As a web developer and designer, [Victor] has a habit of putting a very nice ASCII signature in an HTML comment at the top of every web page he designs. He was inspired by seeing others do this, and this piqued his curiosity to see who else was doing this. His idea was to scan through a chunk of the Internet and see what other web pages had ASCII signatures in an HTML comment. With a lot of very clever work, [Victor] managed to grab some interesting ASCII art that would have been missed without looking at the source of millions of web pages.

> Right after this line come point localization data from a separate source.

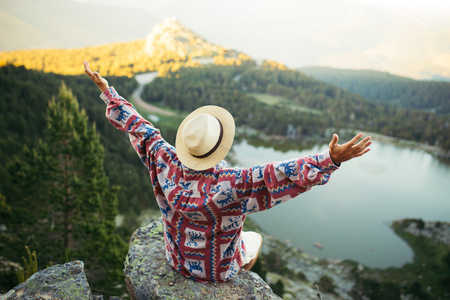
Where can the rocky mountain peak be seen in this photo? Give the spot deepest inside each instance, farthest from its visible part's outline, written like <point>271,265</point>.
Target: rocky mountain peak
<point>171,36</point>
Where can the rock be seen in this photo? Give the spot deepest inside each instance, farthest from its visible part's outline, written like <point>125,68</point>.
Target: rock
<point>67,281</point>
<point>148,275</point>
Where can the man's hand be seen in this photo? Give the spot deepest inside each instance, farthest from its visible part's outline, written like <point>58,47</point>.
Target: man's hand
<point>95,76</point>
<point>349,150</point>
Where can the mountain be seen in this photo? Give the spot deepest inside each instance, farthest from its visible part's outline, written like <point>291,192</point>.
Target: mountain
<point>170,36</point>
<point>336,33</point>
<point>384,87</point>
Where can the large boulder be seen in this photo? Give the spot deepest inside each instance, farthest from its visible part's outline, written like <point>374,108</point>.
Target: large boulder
<point>148,275</point>
<point>67,281</point>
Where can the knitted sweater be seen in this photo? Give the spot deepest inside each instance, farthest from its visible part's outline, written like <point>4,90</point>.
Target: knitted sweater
<point>203,211</point>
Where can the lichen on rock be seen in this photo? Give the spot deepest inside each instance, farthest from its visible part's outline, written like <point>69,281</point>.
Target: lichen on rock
<point>66,281</point>
<point>148,275</point>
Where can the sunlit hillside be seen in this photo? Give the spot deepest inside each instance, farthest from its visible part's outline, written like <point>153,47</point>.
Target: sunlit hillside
<point>168,46</point>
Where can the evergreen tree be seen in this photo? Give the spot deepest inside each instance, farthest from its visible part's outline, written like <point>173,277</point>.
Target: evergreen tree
<point>66,208</point>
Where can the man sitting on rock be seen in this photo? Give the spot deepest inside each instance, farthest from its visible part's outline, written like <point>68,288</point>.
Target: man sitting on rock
<point>203,203</point>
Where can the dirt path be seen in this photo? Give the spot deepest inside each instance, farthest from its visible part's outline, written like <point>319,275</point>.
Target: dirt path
<point>142,80</point>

After gathering a list of the top million top-level domains from Alexa, [Victor] wrote a script to download the HTML for all the pages in parallel. After that, it was just an issue of detecting the ASCII art in all the HTML files. There were a few earlier ASCII art detection algorithms, but nothing that suited [Victor]’s use case. The best result came from only looking at the first comment (otherwise the signatory wouldn’t want you to find it with a quick glance at the source) that were at least 3 lines long and 40 characters wide. After discarding everything with HTML tags in it, [Victor] had an awesome gallery of the ASCII art from webpages all around the Internet.
What did he find? Well, there’s far too many ASCII signatures for [Victor] to put up on his webpage, but he did provide a nice sample of what he found. They’re mostly logos, although there is a Hypnotoad and Aperture Science sentry turret in there.
If you’d like to try out [Victor]’s script, he made everything available on GitHub.
Wow, i wonder if the owner of the page knows there’s ascii version of goatse in his sourcecode :o)
I know. I’m just a bit disappointed the wedding ring isn’t visible in the ASCII version.
Don’t just look at HTML. For example, do a search for Nike and robots.txt. I think it was a boing boing article that I saw it in.
Really? “Apature” science? You can do better, HaD.
Too bad he didn’t check The Oatmeal. There’s a pterodactyl in the HTML source.